Therefore, taking the teachings of claims 21, 30 and 39 of the ‘539 application and Zhu together as a whole, it would have been obvious to a person having ordinary skill in the art (herein “PHOSITA”) before the effective filing date of the claimed invention to have modified claims 21, 30 and 39 of the ‘539 application to have the sporting event data be based on sports broadcast footage of the sporting event as disclosed by Zhu at least because doing so would allow for discovering tactic patterns amongst professional athletes, in order to improve team performance during a game. See Zhu abstract, section I.
Regarding claims 2 and 11, claims 22 and 31 of the ‘539 application recite identical limitations.
Regarding claims 3 and 12, claims 23 and 32 of the ‘539 application recite identical limitations.
Regarding 20, claim 39 of the ‘539 application recites “the non-transitory computer readable medium” and “wherein the labeled event data” but does not teach where Zhu teaches includes a sequential stream of one or more major events throughout a sport event, the major events including at least one of a pass, shot, tackle, foul, turnover, penalty, goal, score, or substitution from the sporting event, and wherein the geospatial data includes one or more of the sports broadcast footage, in-venue footage, global positioning system (GPS) data, near field communication (NFC) data, or radio- frequency identification (RFID) data (Zhu pages 52–53, sections A–C, web-casting text analysis teaching that webcasting text from broadcasted sports games are labels provided by sports professionals for specific game events such as goal or a heading in scoring event, and that the web-casting text is extracted and aligned with time points in the game video, which is sports broadcast footage).

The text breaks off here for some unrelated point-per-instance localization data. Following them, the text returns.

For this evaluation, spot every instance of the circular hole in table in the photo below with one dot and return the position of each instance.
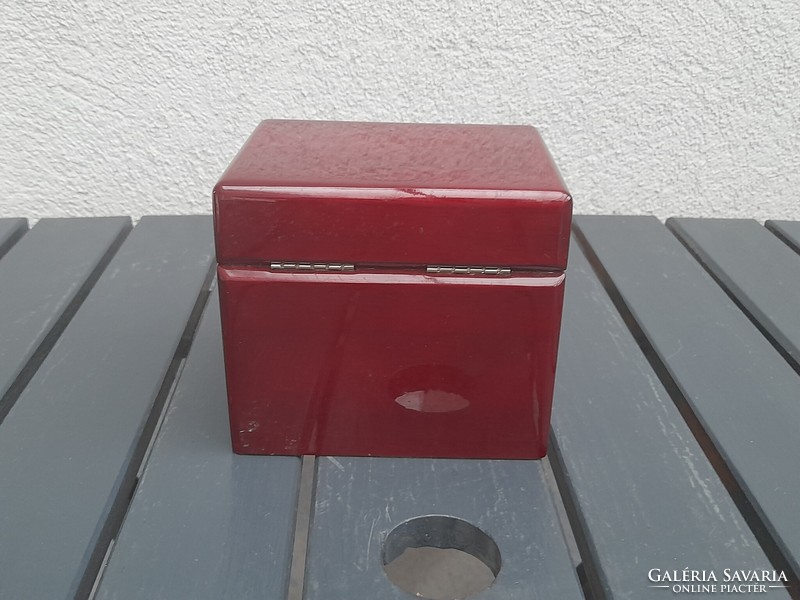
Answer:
(440, 557)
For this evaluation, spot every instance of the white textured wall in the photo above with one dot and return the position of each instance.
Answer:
(650, 107)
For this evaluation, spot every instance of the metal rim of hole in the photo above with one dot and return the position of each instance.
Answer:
(442, 532)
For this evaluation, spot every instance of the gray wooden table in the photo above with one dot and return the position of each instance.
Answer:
(675, 441)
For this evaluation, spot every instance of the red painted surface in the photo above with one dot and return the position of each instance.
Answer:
(389, 360)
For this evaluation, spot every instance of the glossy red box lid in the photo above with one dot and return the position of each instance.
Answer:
(401, 194)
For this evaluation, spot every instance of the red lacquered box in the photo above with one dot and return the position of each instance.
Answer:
(391, 289)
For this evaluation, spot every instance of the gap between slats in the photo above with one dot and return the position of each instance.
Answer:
(760, 531)
(103, 550)
(753, 319)
(40, 354)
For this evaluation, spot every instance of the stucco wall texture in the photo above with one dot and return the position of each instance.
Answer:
(649, 107)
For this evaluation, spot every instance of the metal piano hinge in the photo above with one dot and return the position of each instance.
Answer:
(286, 266)
(454, 270)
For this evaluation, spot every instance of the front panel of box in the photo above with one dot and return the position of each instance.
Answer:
(397, 363)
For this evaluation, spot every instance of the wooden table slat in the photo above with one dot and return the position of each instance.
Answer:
(43, 279)
(204, 522)
(644, 494)
(70, 446)
(741, 390)
(756, 268)
(359, 500)
(788, 231)
(11, 230)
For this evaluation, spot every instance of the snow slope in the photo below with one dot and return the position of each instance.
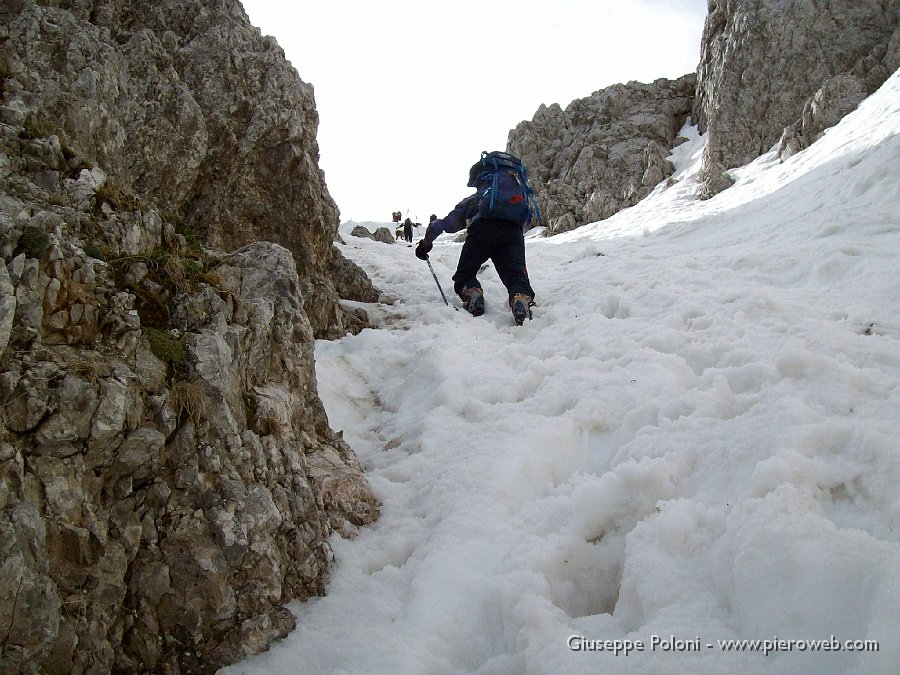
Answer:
(695, 439)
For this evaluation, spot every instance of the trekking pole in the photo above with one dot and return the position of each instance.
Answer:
(438, 283)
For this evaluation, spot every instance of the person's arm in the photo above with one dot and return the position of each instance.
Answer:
(452, 222)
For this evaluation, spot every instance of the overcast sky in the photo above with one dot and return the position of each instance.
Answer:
(410, 93)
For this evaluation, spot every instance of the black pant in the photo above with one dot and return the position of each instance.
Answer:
(504, 243)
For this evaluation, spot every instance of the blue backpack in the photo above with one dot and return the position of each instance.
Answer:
(503, 190)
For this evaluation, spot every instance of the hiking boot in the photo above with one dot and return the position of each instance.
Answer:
(473, 301)
(520, 304)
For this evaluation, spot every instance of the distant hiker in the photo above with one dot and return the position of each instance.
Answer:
(407, 230)
(496, 216)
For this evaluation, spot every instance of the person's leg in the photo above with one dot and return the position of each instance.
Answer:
(508, 256)
(476, 251)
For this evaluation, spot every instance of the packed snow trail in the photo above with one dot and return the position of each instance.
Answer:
(695, 439)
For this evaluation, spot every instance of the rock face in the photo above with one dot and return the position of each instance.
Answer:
(168, 478)
(602, 153)
(769, 65)
(188, 105)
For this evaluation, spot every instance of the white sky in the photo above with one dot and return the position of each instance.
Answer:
(696, 436)
(435, 96)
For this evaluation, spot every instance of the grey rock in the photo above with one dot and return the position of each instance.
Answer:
(762, 64)
(602, 153)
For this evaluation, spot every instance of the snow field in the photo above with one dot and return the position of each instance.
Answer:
(696, 436)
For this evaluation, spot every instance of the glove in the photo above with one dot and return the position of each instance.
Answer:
(423, 248)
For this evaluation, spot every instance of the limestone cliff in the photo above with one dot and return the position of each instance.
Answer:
(772, 71)
(168, 477)
(604, 152)
(768, 65)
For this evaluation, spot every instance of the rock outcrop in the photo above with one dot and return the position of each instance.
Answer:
(602, 153)
(168, 477)
(769, 65)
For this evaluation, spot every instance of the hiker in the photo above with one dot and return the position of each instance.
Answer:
(495, 231)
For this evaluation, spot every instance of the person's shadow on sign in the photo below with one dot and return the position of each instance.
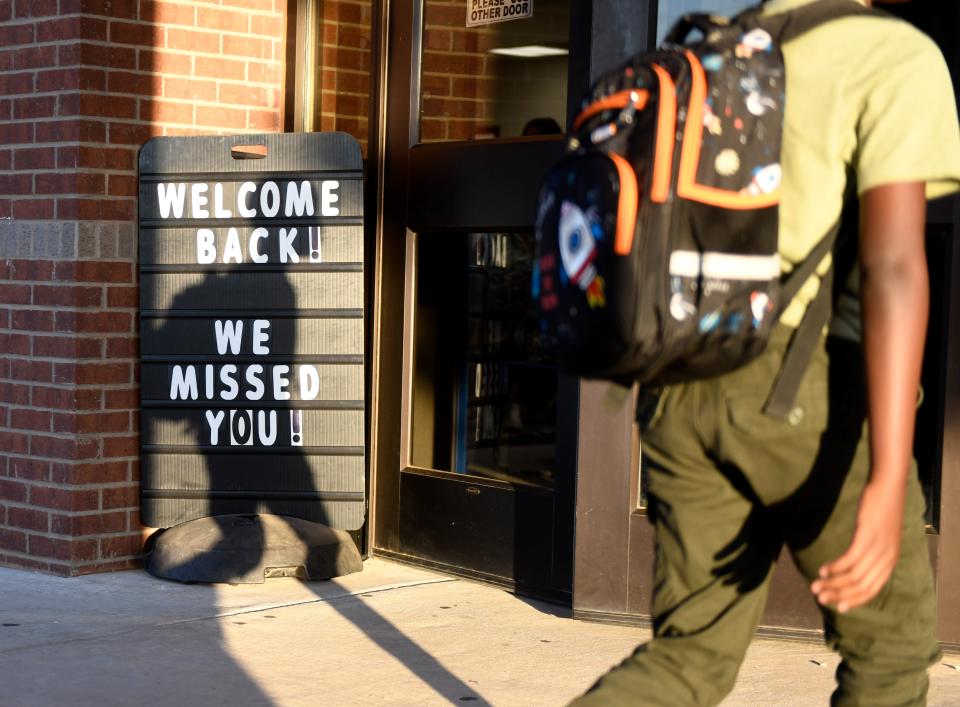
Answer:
(230, 338)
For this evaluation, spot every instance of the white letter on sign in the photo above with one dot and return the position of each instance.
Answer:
(260, 337)
(215, 421)
(228, 333)
(206, 246)
(299, 203)
(171, 196)
(328, 198)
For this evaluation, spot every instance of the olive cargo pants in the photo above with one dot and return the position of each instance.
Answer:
(728, 487)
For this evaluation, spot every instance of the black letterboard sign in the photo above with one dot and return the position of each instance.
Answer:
(251, 296)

Therefore, taking the teachings of claim 39 of the ‘539 application and Zhu together as a whole, it would have been obvious to a “PHOSITA” before the effective filing date of the claimed invention to have modified claim 39 of the ‘539 application to have the sporting event data be sports broadcast footage including a goal and score event as disclosed by Zhu at least because doing so would allow for discovering tactic patterns amongst professional athletes, in order to improve team performance during a game. See Zhu abstract, section I.
Claims 6–9 and 15–18 are provisionally rejected on the ground of nonstatutory double patenting as being unpatentable over claims 21, 25, 27, 29–30, 34–35, and 38 of copending Application No. 18/421,539 (herein “‘539 application”) in view of Zhu and further in view of Gu et al., "Stochastic Trajectory Prediction via Motion Indeterminacy Diffusion," 2022 IEEE/CVF Conference on Computer Vision and Pattern Recognition (CVPR), New Orleans, LA, USA, 2022, pp. 17092-17101, doi: 10.1109/CVPR52688.2022.01660 (herein “Gu”). This is a provisional nonstatutory double patenting rejection because the patentably indistinct claims have not in fact been patented. Although the claims at issue are not identical, they are not patentably distinct from each other because the claims of the ‘539 application recite most of the limitations of the present application with correspondence to the claims is set forth below:
Regarding claims 6 and 15, claims 21 and 30 of the ‘539 application recite “the diffusion model incorporating a transformer based-neural networks and including: an encoder; and a tracking decoder” which are recited in claims 6 and 15, but do not recite the following limitations from claims 6 and 15, where Gu does teach “wherein the event encoder encodes the labeled event data and the tracking decoder conditionally decodes trajectory sets.” (Gu page 17094, fig. 2 caption, and section 3.2, temporal-social encoder maps social interaction data (labeled event data) into a state embedding, and a decoder outputs trajectories (trajectory sets) using a Markov chain and Gaussian transitions (conditionally)).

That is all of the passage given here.